The NYSDOH Clinical Guidelines include these once daily regimens in the group of “Preferred Initial ART Regimens for Non-pregnant Adults” . All are appropriate for immediate initiation. The full chapter “Selecting an Initial ART Regimen” includes several equally efficacious regimens as well as dose adjustments for renal or hepatic impairment.


REGIMEN 1: Tenofovir alafenamide/emtricitabine/bictegravir
(TAF 25mg/FTC/BIC; Biktarvy)

  • Initiate only in patients with CrCl ≥30 mL/min.
  • Contains 25 mg of TAF, unboosted.
  • Take magnesium- or aluminum-containing antacids 2 hours before or 6 hours after BIC; calcium-containing antacids or iron supplements may be taken simultaneously if taken with food.

REGIMEN 2: Tenofovir alafenamide/ emtricitabine and dolutegravir
(TAF 25 mg/FTC & DTG [Descovy & Tivicay])

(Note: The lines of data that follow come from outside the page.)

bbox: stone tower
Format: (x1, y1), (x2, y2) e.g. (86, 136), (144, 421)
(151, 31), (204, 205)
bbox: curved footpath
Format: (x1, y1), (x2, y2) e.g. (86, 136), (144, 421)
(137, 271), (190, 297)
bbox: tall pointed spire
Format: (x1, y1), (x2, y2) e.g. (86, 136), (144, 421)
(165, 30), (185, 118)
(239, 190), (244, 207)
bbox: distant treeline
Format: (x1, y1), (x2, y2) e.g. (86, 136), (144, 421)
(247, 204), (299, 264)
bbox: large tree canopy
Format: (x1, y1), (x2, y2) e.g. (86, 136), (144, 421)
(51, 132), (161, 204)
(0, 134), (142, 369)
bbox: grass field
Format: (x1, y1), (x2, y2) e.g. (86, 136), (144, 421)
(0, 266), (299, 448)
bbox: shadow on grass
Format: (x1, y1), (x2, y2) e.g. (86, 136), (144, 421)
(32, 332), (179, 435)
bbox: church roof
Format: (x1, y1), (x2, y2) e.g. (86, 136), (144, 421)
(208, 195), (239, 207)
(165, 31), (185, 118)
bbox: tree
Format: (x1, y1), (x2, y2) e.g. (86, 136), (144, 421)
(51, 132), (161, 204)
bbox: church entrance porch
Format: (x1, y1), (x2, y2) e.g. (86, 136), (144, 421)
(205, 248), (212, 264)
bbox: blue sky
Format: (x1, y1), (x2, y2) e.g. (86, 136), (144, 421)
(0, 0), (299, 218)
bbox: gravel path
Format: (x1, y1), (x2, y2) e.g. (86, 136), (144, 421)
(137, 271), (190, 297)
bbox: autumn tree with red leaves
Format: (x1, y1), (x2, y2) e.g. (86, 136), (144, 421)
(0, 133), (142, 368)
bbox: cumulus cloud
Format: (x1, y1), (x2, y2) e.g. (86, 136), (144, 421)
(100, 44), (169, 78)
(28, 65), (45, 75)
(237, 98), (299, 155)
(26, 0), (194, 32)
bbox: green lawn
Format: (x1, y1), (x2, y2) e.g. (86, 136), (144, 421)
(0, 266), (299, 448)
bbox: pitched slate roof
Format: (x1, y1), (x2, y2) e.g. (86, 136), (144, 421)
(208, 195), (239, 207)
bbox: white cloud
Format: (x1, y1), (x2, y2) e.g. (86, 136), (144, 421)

  • Initiate only in patients with CrCl ≥30 mL/min.
  • Documented DTG resistance after initiation in treatment-naive patients is rare.
  • Contains 25 mg of TAF, unboosted.
  • Take magnesium- or aluminum-containing antacids 2 hours before or 6 hours after DTG; calcium-containing antacids or iron supplements may be taken simultaneously if taken with food.

REGIMEN 3: Tenofovir alafenamide/ emtricitabine and raltegravir
(TAF 25 mg/FTC & RAL HD [Descovy & Isentress HD])

  • Initiate only in patients with CrCl ≥30 mL/min.
  • To date, no clinical trials have been conducted with TAF and RAL; data are based on bioequivalence pharmacokinetic studies.
  • Contains 25 mg of TAF, unboosted.
  • Administer as TAF/FTC once daily and RAL HD 1200 mg once daily, dosed as two 600 mg HD tablets.
  • Magnesium- or aluminum-containing antacids are contraindicated; co-administration of calcium-containing antacids is not recommended with RAL HD.

current as of January 2019

What are the treatment options for newly diagnosed patients recently on PEP or PrEP?

Integrating early treatment for patients who have a reactive HIV test can be clinically straightforward, with minimal risks and substantial benefits. While awaiting results from resistance tests, the DHHS recommends using a regimen consisting of an integrase inhibitor (dolutegravir or bictegravir) + boosted darunavir + TAF/FTC (or TDF/FTC or TDF/3TC) in patients who acquire the infection before or shortly after the use of prophylactic ART.

What regimens are NOT recommended for immediate ART?

Abacavir-containing regimens are not recommended for immediate ART, since ART is begun while HLA B5701 testing is pending.